Vinh Khuc commented on OPENNLP-671:
-----------------------------------

Attached is the patch for L1-LBFGS. The implementation of ElasticNet (i.e. L1 and L2 combined) is also included. During L-BFGS training:
if L1Cost > 0, L2Cost = 0, L1-regularization will be used,
if L1Cost = 0, L2Cost > 0, L2-regularization will be used,
and ElasticNet will be used if both costs are set to be > 0.

As shown in the attached log files, L1-regularization gives very good accuracy for the NL-PER data set. Moreover, the trained model is much smaller than the one trained with L2-regularization. L1 works well for NL-PER since the number of features/contexts is much larger than the number training instances.

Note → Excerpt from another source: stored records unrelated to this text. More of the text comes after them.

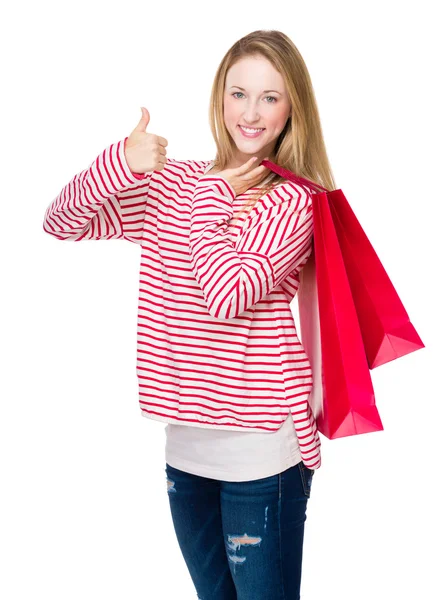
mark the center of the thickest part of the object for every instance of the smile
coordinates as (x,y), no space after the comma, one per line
(250,132)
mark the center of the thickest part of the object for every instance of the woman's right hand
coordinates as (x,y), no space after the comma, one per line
(144,151)
(244,177)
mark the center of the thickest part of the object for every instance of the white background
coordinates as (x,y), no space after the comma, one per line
(84,507)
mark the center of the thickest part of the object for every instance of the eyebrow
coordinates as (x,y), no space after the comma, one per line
(264,91)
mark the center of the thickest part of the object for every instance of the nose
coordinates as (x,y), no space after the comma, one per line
(251,114)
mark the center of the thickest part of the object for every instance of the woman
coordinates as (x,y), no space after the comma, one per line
(218,357)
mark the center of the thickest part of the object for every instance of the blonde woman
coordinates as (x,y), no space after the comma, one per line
(219,360)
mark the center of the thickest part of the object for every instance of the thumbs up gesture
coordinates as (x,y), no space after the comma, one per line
(145,151)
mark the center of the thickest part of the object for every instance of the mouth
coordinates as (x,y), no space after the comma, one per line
(251,133)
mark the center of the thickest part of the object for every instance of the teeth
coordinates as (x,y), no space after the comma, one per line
(250,130)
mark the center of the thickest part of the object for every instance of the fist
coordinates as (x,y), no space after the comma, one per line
(244,177)
(145,151)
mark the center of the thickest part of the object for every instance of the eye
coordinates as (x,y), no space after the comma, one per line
(273,97)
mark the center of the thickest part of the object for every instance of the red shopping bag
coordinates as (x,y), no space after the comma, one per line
(342,398)
(385,325)
(386,330)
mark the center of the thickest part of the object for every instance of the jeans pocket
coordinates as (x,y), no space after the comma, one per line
(306,478)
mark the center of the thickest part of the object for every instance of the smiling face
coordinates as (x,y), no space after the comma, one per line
(254,97)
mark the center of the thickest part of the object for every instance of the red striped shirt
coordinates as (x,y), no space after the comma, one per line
(217,345)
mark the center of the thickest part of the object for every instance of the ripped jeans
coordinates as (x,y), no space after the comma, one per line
(241,540)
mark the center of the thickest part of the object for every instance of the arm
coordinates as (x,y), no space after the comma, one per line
(235,277)
(105,201)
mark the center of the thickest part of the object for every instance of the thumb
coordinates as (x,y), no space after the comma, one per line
(144,121)
(246,166)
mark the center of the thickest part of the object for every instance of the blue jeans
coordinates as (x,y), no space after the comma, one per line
(242,540)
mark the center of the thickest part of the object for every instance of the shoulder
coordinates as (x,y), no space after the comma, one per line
(288,195)
(189,168)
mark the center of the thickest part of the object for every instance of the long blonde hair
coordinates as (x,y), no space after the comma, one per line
(300,147)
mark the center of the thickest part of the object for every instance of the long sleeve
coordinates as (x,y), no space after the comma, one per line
(105,201)
(234,277)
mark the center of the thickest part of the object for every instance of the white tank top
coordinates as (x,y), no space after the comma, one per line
(231,455)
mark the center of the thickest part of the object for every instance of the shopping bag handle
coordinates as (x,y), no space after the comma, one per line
(292,176)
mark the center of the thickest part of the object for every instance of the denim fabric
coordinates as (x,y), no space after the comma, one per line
(241,540)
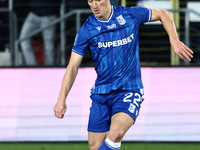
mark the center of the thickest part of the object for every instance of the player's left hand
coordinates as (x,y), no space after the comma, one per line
(182,51)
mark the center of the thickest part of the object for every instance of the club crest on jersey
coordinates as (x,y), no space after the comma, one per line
(111,26)
(99,28)
(121,20)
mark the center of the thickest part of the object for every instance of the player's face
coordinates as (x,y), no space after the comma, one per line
(100,8)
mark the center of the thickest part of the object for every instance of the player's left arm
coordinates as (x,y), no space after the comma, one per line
(179,48)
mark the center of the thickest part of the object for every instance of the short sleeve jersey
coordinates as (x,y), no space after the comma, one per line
(114,45)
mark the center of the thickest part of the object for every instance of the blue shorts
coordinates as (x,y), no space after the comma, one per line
(104,106)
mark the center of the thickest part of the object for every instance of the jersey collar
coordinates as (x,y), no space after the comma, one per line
(111,14)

However, when the number of training instances is larger than the number of features, L2 tends to work better than L1. ElasticNet is added to solve this problem by combining the advantages of L1 and L2.

I also moved LBFGS-based convex optimization solver into the QNMinimizer class so that it can be used for other purposes. Usage example is described in its class description.

Finally, I did some code cleanup to make the source code easier to maintain.

> Add L1-regularization into L-BFGS
> ---------------------------------
>
>                 Key: OPENNLP-671
>                 URL: https://issues.apache.org/jira/browse/OPENNLP-671
>             Project: OpenNLP
>          Issue Type: Improvement
>          Components: Machine Learning
>            Reporter: Vinh Khuc
>         Attachments: L1-ElasticNet-LBFGS.patch, nl-per-testa-l1.log, nl-per-testb-l1.log, nl-per-train-l1.log, qn-trainer-l1.params
>
>
> L1-regularization is useful during training Maximum Entropy models since it pushes parameters of irrelevant features to zero. Hence, the parameter vector will be sparse and the trained model will be compact. 
> When the number of features is much larger than the number of training examples, L1 often gives better accuracy than L2.
> The implementation of L1-regularization for L-BFGS will follow the method described in the paper:
> http://research.microsoft.com/en-us/um/people/jfgao/paper/icml07scalable.pdf



--
This message was sent by Atlassian JIRA
(v6.2#6252)